Les guerres de Cromwell en Irlande tuèrent des dizaines de milliers de personnes, et en envoyèrent des dizaines de milliers d’autres enchaînées de l’autre côté de l’Atlantique. Staline tua au moins 20 millions de personnes (sans compter les 20 millions de soldats et civils soviétiques morts pendant la Seconde Guerre Mondiale), et en fit déporter 14 millions de plus dans les camps de travail de Sibérie et d’Asie Centrale.

Cromwell fut porté par les événements, et par le caractère incertain de Charles Ier, vers une issue qu’il n’avait jamais cherchée, ni attendue : le régicide et la mise en place d’une république qui termina en dictature militaire. Staline était un sociopathe qui ordonna le massacre de ses amis proches et de sa famille aussi froidement qu’il ordonnait la liquidation des Koulaks.

Cromwell autorisa une ébullition intellectuelle, dans laquelle toutes sortes d’idées, de la fin de la censure au suffrage universel, du pluralisme religieux à l’égalité entre les sexes, furent mises en avant par les pamphlétaires et les radicaux. Staline massacra la liberté de pensée.

La comparaison des deux hommes par Vladimir Poutine est trop absurde pour mériter une controverse, en dehors du fait qu’elle a été répétée par une improbable coalition de conservateurs anglais, nostalgiques de l’URSS et nationalistes irlandais.

Les comparaisons sont toujours bizarres, bien sûr, tout spécialement quand leurs sujets sont séparés par le temps et la distance. Quand vous écrivez « X était pire que Y », vous pouvez être certains qu’un certain nombre liront « Y n’était pas vraiment si mauvais ». Même comparer Staline à Hitler (une comparaison bien plus aisée, étant donné leur proximité chronologique, idéologique, méthodologique et psychologique) risque de lever des accusations de « banalisation ou relativisation de l’Holocauste », comme Denis MacShane l’a dit.

Pour être tout à fait clair, je ne veux pas que l’on oublie les méfaits de Cromwell. Si j’aurais joyeusement soutenu la cause des parlementaires en 1640, les idéaux de cette cause furent oubliés lorsque les Îles britanniques tombèrent sous la loi autoritaire des défenseurs et milices d’Oliver. Mes sympathies, mes lecteurs réguliers le savent, vont aux Niveleurs, et pas à l’homme qui ordonna leur séparation. Comme vous pouvez le deviner avec mon nom, j’ai nombre d’ancêtres irlandais.

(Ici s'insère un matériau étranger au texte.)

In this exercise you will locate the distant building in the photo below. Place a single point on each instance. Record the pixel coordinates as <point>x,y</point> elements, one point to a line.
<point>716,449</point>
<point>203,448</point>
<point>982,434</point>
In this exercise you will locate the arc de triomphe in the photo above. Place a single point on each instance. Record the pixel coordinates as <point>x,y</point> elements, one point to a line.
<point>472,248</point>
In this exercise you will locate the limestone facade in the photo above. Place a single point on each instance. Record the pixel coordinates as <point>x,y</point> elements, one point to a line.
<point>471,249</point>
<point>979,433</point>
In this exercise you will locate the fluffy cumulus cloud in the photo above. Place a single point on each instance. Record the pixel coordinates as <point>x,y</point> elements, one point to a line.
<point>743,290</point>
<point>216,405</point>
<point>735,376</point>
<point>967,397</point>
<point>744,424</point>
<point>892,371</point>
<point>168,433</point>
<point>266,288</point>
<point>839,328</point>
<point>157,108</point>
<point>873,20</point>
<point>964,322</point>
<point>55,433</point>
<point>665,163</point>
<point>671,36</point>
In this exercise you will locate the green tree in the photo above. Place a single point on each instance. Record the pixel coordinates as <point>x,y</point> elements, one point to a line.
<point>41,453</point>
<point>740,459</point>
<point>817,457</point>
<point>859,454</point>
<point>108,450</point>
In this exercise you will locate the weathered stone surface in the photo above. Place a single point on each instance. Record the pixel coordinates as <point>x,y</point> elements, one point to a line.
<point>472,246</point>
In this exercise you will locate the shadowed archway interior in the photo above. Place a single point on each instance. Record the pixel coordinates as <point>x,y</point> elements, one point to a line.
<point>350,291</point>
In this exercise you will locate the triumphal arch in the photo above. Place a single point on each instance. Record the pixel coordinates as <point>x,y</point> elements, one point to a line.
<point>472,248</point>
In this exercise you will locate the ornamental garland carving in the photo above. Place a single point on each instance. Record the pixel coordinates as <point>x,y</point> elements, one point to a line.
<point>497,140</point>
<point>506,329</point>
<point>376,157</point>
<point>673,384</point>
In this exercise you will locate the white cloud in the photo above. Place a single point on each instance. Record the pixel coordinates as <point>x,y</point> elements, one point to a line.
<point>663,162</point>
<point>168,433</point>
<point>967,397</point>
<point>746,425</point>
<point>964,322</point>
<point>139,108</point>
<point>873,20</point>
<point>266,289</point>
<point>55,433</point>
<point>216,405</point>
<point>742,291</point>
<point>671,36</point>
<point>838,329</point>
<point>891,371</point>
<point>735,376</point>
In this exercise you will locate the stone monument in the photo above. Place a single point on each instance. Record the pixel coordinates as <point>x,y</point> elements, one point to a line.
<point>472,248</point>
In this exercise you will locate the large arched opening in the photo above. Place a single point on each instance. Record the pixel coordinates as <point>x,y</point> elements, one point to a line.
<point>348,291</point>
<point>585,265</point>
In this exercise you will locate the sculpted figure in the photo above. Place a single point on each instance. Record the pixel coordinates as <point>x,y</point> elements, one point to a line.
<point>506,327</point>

Mais gardons la mesure des choses, pour l’amour de Dieu. Le règne de Staline doit être reconnu, en termes algébrique, comme l’un des plus meurtriers dans l’histoire sanguinaire de l’espèce : beaucoup d’historiens disent aujourd’hui que le chiffre de 20 millions de morts est bien trop bas. Seul le Président Mao est en compétition avec le vieux monstre pour cet affreux record. Les faux procès, les nettoyages ethniques et les Goulags de Staline étaient une présence constante et terrifiante pour son peuple effrayé.

Alors que la loi de Cromwell était dictatoriale, elle ne se fondait pas sur l’horreur systématique. Quand il retourna, accompagné d’un groupe de chevaux, dans la ville où il avait passé son enfance, il rencontra le curé local qui l’avait sauvé de la noyade pendant son enfance, en le sortant d’un ruisseau. Il rappela l’incident au vieux prêtre. « Oui », répondit vaillamment le ministre du culte royaliste, « et je vous y aurais remis plutôt que de vous voir venir ici armé contre votre peuple ». Vous ne pouvez pas imaginer quelqu’un parler comme ça à l’Oncle Jo, n’est-ce-pas ?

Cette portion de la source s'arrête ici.